# Digital Image Files



## Ben Belton (Mar 14, 2004)

I have a question about digital image files. 

My camera is an 8 megapixel camera. So I was under the false assumption that the largest a file would be was 8Mb. I took some TIFF pics yesterday and the file sizes are between 22-23Mb. WHen I take a JPEG at the 8Mb setting, they are usually 2-4Mb. 

Why is this?

Ben


----------



## gnatster (Mar 6, 2004)

TIFF and JPG are different compression types. For a more detailed explantion see this site


----------



## Ben Belton (Mar 14, 2004)

I know that they are different file (compression) types, but my assumtion was that on an 8mp camera the maxium file size would be 8 million bytes.

Obviously this is not the case.


----------



## gnatster (Mar 6, 2004)

According to eDigitalPhoto.com magazine one multiplies the mega pixel count by 3 to obtain the approximate maximum file size. So thats why you 8 MP camera has a 24MB TIFF file size.


----------



## Ben Belton (Mar 14, 2004)

cool... that would be it then

thanks


----------



## jerseyjay (Jan 25, 2004)

Hey Ben,

Not sure what equipment you use but 8MP camera set for RAW output should produce pictures about ~8MB or higher. 

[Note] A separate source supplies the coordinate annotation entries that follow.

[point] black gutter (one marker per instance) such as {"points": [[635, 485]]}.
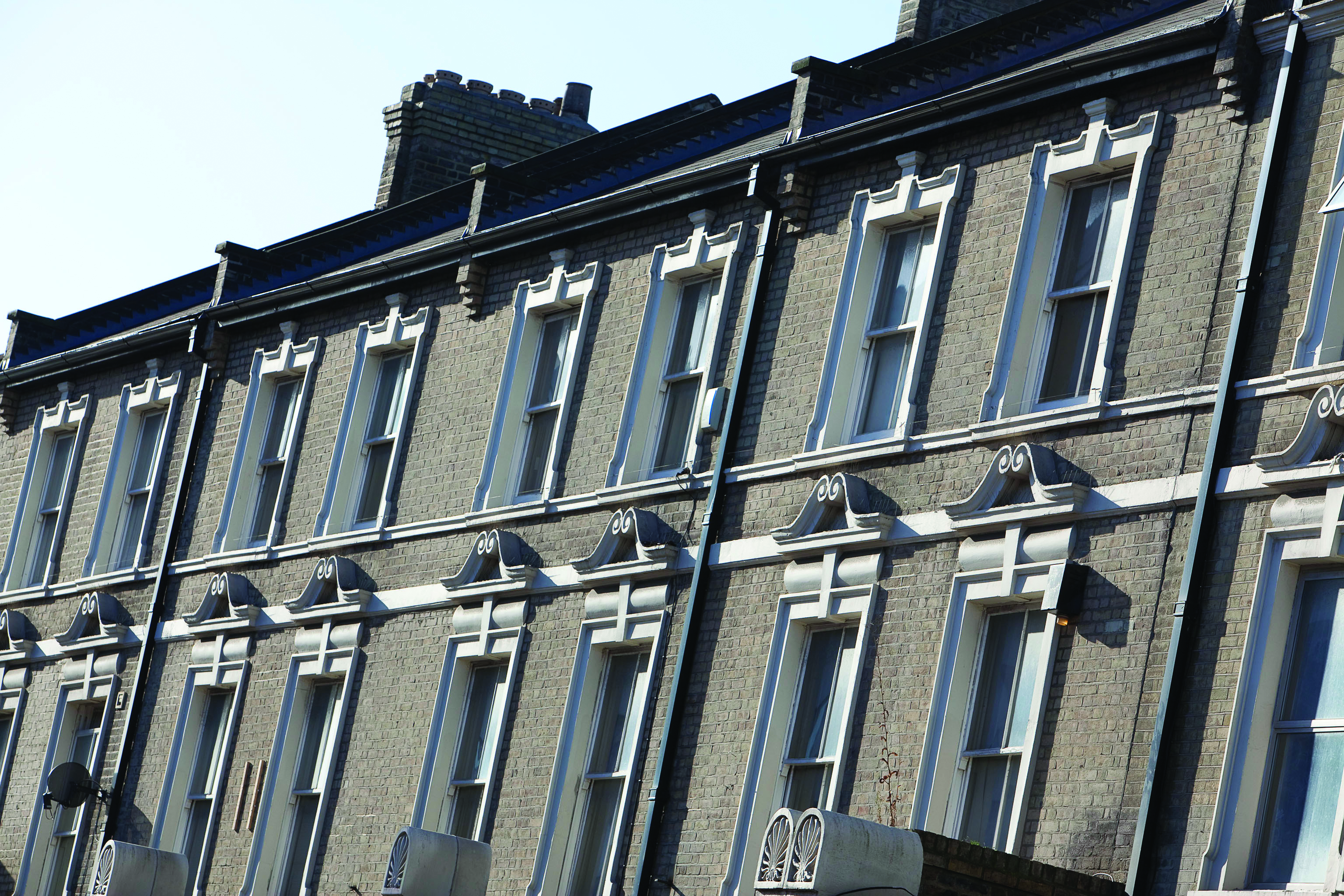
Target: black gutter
{"points": [[710, 526], [1199, 550], [205, 390]]}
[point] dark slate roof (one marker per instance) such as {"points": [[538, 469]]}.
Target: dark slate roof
{"points": [[687, 137]]}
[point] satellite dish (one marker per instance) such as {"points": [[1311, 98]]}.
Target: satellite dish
{"points": [[70, 785]]}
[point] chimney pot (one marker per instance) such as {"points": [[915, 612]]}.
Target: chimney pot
{"points": [[576, 102]]}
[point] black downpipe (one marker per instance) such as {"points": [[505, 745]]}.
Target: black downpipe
{"points": [[205, 390], [710, 526], [1203, 528]]}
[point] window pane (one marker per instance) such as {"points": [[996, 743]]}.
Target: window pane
{"points": [[82, 749], [596, 837], [815, 686], [315, 735], [375, 479], [807, 786], [1115, 221], [57, 472], [273, 442], [209, 747], [300, 840], [539, 434], [268, 495], [195, 844], [676, 424], [1027, 683], [1073, 347], [467, 805], [1092, 235], [389, 394], [613, 717], [132, 530], [552, 357], [994, 691], [61, 865], [143, 465], [42, 542], [1300, 809], [1316, 678], [990, 794], [885, 377], [905, 268], [840, 692], [476, 722], [689, 336]]}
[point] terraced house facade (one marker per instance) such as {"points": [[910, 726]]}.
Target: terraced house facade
{"points": [[947, 438]]}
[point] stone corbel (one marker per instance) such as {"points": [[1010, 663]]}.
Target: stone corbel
{"points": [[835, 514], [1318, 448], [17, 636], [498, 562], [992, 503], [228, 604], [97, 621], [632, 530], [334, 588]]}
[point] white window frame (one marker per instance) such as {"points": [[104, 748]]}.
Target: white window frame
{"points": [[704, 256], [1023, 336], [217, 664], [290, 360], [560, 293], [88, 679], [322, 653], [910, 203], [815, 601], [392, 335], [488, 634], [621, 621], [14, 698], [984, 586], [65, 417], [1322, 340], [156, 396]]}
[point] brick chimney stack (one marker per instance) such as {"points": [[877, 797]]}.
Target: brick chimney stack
{"points": [[443, 128], [928, 19]]}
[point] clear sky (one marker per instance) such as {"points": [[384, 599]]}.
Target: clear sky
{"points": [[136, 136]]}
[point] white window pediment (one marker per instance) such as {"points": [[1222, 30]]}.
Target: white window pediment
{"points": [[133, 481], [332, 589], [498, 564], [1318, 448], [671, 358], [635, 545], [1040, 298], [33, 549], [228, 604], [910, 205], [17, 637], [97, 624], [835, 515], [537, 385], [279, 387], [623, 629], [1023, 484], [365, 466]]}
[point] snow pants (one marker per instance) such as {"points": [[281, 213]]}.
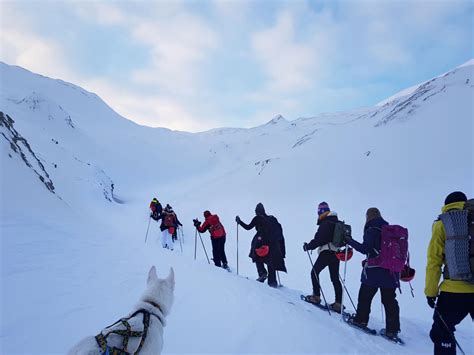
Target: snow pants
{"points": [[453, 307], [389, 301], [327, 258], [218, 251], [167, 239]]}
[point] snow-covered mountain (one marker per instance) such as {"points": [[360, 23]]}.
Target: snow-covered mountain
{"points": [[77, 179]]}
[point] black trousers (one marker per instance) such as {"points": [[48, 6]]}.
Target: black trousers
{"points": [[271, 273], [389, 301], [453, 307], [218, 251], [327, 258]]}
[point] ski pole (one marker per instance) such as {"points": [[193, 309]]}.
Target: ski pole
{"points": [[381, 309], [195, 244], [317, 279], [237, 248], [347, 292], [449, 330], [344, 282], [180, 244], [205, 252], [146, 236]]}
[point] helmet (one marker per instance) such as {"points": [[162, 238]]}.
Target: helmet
{"points": [[341, 254]]}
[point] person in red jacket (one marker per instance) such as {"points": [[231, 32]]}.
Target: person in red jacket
{"points": [[217, 231]]}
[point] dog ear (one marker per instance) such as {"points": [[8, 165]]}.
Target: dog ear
{"points": [[152, 275], [170, 278]]}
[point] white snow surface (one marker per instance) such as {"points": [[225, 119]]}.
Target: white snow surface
{"points": [[74, 260]]}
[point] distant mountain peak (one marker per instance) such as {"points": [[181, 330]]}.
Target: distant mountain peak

I think you are getting confused with MB/MP and Tiff file format.


----------



## turbomkt (Mar 31, 2004)

One thing you have to remember is that 8MP is that is how many little dots make up the picture. Once you have the number of dots, each dot has to have a color assigned to it. If you are using 24 bit color, that would be 3 bytes. Multiply those 3 bytes by 8 million, and you get about 24MB of info...


----------